A North Carolina son of the Blue Ridge Mountains, Holcombe belongs to a tradition of bardic singer-songwriters that includes such legends as Townes Van Zandt, Blaze Foley, Gurf Morlix and David Olney. He is an acclaimed contemporary of Emmylou Harris and Steve Earle and has shared the stage with Merle Haggard, Richard Thompson, John Hammond, and Leon Russell. Yet Holcombe stands apart, his soul-stirring lyrics are hill country high poetry, the music pure back roads. His musicianship is uncanny, like no other, as though he had invented the guitar.
In a very real sense he is a latter day Elizabethan poet troubadour of barrooms, ragged towns and coal miner shacks. His intimate, poignantly etched lyrics invite you in, sit you down, speak directly to you. Listening to them, you are befriended.

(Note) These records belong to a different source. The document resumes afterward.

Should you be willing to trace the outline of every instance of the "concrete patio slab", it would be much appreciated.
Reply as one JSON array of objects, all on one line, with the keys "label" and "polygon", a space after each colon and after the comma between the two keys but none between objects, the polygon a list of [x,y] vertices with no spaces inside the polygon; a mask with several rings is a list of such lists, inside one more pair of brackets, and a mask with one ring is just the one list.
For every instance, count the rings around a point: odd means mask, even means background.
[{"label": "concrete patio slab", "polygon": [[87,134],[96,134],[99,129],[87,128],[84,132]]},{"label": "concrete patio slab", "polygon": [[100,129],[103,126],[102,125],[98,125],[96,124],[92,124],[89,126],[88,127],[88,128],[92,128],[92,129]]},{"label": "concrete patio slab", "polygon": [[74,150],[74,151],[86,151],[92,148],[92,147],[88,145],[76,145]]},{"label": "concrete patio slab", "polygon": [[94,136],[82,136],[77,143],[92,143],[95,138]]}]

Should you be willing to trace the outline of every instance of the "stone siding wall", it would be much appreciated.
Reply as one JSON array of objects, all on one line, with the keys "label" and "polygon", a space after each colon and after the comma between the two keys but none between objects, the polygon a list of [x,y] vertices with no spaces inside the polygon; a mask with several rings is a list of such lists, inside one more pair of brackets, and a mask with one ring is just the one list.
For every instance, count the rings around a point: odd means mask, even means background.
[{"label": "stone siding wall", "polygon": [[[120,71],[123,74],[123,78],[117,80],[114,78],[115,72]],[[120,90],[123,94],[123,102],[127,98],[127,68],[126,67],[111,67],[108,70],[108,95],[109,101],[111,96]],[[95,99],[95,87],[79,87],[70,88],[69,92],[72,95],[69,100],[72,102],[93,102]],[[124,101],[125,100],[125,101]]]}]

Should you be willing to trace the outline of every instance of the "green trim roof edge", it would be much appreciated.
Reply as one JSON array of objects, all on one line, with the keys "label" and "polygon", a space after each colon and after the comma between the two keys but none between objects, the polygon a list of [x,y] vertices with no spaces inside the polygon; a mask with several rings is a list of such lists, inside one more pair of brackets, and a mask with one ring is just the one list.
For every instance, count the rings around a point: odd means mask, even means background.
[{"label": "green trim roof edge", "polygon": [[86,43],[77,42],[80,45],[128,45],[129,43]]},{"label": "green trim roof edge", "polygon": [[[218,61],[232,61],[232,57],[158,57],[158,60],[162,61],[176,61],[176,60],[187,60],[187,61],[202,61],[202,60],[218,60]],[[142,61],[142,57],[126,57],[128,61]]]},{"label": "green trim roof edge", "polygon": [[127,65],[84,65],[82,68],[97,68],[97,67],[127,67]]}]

joseph marta seven kids/i know them names by heart/ your mother's father worked the mines/ petersburg to charleston/ st petersburg to charleston
ol wringer washer's on the porch/ thieves done stole him blind/ one empty bottle rot gut wine/ cotton worked the mines/ ol cotton worked the mines
Holcombe not only knows these people intimately, but offers you direct witness to their tragedy:
fifty cents a bloody day/ no child labor laws/ most them lil' babies died/ disease and alcohol/disease and alcohol
From Good Ol' Days:
Holcombe's guitarwork is always masterfully spontaneous. On stage, edgily rocking his chair, his finger-flying fretwork and strum spin the theater like a roulette wheel, while his granular voice takes us aboard an Americana folk bus that is a ravaged speeding palace of bad luck and hurtles us down the blacktop road of no return where chain gang blues mingle with Celtic madrigals resonant with hardbitten lives.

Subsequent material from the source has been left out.